1) Tool Description
Dstat is a tool for replacing Vmstat,iostat Netstat,nfsstat and Ifstat commands, and is an all-purpose system Information statistic tool. Compared with Sysstat, Dstat has a color interface, which is easy to observe when manually observing performance conditions; and Dstat support instant refresh, such as input Dstat 3, which is collected every three seconds, but the latest data will be refreshed every second. As with Sysstat, Dstat can also collect the specified performance resources.
2) Software Installation
The code is as follows:
# cd/tmp
# RZ
# RPM-UVH dstat-0.6.7-1.el*.rf.noarch.rpm
# which Dstat
/usr/bin/dstat
Or the Ubuntu (Debian system):
The code is as follows:
$ apt-get Install Dstat
3) dstat option
-c 0,3,total include Cpu0, CPU3 and Total
-D,-disk display disk condition
-D Total,hda include HDA and total
-G,-page enable page stats
-I,-int enable interrupt stats
-I 5,eth2 include int5 and interrupt used by eth2
-L,-load enable load stats
-M,-mem display memory condition
-N,-net Display network condition
-N eth1,total can specify a network interface
-P,-proc enable process stats
-S,-swap show swap situation
-S swap1,total can specify multiple swap
-T,-time enable time counter
-Y,-sys enable system stats
-IPC reports the use of IPC message queues and semaphores
-lock Enable lock Stats
-raw Enable raw Stats
-TCP Enable TCP Stats
-UDP Enable UDP stats
-unix Enable UNIX Stats
-M STAT1,STAT2 Enable external stats
-mods STAT1,STAT2
-A,-all using-cdngy The default is this display
-F,-full using-C,-D,-I,-n and-s Display
-V,-vmstat using-pmgdsc-d display
-integer Show integer values
-nocolor Disable Colors (implies-noupdate)
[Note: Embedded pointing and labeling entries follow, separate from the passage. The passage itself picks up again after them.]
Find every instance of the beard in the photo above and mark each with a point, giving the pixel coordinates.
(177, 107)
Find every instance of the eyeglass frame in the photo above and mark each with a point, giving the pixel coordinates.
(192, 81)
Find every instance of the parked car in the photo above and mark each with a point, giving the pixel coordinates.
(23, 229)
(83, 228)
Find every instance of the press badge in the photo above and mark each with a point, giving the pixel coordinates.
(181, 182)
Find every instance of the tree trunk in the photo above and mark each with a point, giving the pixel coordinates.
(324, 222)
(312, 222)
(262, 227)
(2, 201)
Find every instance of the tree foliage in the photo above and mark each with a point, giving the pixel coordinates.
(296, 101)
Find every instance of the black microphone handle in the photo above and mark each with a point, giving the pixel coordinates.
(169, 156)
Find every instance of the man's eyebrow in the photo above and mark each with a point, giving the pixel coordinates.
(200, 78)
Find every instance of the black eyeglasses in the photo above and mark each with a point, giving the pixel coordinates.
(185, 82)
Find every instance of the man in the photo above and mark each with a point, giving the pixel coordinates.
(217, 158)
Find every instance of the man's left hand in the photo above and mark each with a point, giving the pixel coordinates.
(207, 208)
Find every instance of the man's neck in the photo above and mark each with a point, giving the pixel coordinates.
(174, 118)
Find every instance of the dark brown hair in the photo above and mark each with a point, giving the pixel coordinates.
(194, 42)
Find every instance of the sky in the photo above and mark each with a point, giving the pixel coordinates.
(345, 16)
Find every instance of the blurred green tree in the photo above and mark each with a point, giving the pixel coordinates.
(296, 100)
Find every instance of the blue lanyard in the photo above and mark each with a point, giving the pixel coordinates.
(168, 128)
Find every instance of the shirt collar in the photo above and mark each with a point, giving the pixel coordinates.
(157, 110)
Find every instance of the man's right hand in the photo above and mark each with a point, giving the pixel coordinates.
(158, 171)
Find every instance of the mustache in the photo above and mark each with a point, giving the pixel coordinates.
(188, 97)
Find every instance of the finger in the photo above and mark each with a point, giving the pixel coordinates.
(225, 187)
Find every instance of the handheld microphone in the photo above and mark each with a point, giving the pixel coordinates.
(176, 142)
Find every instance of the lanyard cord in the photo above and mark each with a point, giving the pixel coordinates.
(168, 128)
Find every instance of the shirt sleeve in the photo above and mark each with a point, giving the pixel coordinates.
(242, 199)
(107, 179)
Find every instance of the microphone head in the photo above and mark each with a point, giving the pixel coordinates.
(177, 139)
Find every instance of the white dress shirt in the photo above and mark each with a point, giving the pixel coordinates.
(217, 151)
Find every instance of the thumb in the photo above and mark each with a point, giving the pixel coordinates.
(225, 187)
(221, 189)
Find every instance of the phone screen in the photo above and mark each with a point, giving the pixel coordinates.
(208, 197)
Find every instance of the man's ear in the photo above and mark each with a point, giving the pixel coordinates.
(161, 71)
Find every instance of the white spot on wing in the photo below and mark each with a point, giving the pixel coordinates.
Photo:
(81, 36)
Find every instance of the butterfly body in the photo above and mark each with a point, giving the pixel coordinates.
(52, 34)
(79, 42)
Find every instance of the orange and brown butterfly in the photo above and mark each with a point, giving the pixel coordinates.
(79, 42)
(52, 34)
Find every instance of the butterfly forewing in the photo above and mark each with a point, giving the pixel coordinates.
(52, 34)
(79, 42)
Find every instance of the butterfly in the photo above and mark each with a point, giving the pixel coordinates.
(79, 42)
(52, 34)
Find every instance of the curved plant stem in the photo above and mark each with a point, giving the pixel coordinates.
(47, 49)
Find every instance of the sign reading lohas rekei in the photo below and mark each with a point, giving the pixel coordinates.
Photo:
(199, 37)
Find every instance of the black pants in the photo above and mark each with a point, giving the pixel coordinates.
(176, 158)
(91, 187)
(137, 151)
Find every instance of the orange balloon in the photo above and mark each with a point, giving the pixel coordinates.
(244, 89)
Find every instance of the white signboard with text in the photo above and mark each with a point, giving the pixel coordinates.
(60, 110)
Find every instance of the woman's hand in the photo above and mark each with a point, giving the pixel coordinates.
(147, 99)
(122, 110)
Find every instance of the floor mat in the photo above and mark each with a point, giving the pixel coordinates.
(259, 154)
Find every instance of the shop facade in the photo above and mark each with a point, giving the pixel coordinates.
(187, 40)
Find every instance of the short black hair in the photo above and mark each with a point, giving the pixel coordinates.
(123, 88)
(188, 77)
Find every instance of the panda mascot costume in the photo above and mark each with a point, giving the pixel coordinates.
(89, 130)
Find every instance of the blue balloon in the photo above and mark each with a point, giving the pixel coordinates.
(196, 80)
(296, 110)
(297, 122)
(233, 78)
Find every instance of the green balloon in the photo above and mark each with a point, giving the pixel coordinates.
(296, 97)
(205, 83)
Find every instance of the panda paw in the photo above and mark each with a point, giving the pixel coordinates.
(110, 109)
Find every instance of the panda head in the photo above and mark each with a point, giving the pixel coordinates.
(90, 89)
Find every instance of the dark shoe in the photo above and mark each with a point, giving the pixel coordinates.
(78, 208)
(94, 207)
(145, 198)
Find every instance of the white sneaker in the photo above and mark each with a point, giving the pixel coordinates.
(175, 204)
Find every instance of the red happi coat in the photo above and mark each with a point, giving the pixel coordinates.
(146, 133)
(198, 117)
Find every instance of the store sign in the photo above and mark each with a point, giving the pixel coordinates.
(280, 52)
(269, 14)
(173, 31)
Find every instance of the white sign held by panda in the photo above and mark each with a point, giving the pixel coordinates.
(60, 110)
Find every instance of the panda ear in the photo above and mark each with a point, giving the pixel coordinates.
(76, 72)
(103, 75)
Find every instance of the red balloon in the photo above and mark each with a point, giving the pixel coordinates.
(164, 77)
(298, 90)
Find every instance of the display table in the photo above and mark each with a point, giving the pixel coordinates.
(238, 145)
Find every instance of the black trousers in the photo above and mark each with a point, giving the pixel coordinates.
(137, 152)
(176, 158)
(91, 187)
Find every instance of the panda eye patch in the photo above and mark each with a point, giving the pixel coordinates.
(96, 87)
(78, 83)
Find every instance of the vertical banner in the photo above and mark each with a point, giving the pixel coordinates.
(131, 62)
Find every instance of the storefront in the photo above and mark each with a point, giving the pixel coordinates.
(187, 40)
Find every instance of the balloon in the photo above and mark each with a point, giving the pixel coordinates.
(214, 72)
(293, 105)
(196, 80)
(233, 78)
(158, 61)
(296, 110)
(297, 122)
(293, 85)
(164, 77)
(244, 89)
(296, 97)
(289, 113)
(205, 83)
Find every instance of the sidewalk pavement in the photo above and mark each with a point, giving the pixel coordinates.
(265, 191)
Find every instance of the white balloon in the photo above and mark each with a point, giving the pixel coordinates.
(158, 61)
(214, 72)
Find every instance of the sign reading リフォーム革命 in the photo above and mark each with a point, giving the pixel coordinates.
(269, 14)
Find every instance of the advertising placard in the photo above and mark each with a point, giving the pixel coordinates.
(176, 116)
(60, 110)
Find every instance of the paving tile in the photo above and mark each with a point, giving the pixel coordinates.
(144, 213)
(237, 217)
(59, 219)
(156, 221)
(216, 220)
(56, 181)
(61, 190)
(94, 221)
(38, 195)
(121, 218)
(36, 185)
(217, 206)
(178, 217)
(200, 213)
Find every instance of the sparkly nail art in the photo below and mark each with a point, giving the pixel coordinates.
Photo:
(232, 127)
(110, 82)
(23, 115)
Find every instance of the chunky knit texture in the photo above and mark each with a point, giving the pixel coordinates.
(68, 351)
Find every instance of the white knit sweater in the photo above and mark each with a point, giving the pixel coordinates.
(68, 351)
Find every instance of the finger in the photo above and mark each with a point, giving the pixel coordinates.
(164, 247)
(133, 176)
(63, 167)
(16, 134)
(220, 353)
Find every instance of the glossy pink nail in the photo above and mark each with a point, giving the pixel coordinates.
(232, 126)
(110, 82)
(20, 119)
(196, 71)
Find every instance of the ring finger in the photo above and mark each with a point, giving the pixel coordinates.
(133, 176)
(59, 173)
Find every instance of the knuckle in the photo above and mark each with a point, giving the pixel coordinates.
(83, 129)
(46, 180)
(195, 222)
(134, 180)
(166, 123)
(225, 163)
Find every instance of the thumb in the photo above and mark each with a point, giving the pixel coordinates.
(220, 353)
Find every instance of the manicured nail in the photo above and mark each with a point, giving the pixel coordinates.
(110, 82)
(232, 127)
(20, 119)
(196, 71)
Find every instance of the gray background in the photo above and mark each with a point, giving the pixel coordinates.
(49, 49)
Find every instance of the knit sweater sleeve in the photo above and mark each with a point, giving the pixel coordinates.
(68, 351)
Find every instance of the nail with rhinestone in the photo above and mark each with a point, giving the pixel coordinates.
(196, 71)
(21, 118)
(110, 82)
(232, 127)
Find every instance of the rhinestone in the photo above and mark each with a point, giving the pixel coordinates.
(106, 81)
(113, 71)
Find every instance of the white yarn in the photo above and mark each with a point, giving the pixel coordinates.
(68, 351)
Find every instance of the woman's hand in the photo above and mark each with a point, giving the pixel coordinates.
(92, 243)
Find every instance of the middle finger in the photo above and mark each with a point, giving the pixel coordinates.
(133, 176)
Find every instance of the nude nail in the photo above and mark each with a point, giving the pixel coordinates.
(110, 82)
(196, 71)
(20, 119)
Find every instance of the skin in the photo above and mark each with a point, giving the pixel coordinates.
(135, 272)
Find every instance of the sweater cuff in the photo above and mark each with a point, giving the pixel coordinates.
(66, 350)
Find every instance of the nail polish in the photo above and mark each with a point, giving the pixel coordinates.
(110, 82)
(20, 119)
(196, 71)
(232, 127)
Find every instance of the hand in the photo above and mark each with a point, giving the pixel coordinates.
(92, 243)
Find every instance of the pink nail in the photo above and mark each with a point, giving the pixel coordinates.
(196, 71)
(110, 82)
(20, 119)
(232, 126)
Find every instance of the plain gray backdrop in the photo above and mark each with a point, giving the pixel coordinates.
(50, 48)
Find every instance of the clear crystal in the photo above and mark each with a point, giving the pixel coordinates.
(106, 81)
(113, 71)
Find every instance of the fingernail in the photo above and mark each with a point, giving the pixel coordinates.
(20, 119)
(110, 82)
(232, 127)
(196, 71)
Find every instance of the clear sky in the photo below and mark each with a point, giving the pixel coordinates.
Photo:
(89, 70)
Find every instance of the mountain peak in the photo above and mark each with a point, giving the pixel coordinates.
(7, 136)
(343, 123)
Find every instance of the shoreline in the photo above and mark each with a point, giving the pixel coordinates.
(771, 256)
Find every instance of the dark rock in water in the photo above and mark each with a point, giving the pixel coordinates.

-noheaders is not displayed once the header is displayed, and is useful when writing files with redirection
-noupdate Disable Intermediate Updates
-output file is written to the CVS files
This software is similar to Vmstat, but it seems to be less vmstat than the IO part, Dstat only shows the throughput of the disk rather than the load, dstat and almost all monitoring software, You can only monitor the entire system and not analyze a process or a program in depth. The arguments I use often are dstat-cdlmnpsy, alias links aliases dstat= ' Dstat-cdlmnpsy '
4) Common usage
View detailed information about the CPU, hard disk, and network.
The code is as follows:
$dstat
View detailed information about the CPU, hard disk, and network.
-C CPU
The code is as follows:
$ dstat-c
-D Disk
The code is as follows:
$ dstat-d
Displays detailed information about the CPU, disk, and so on.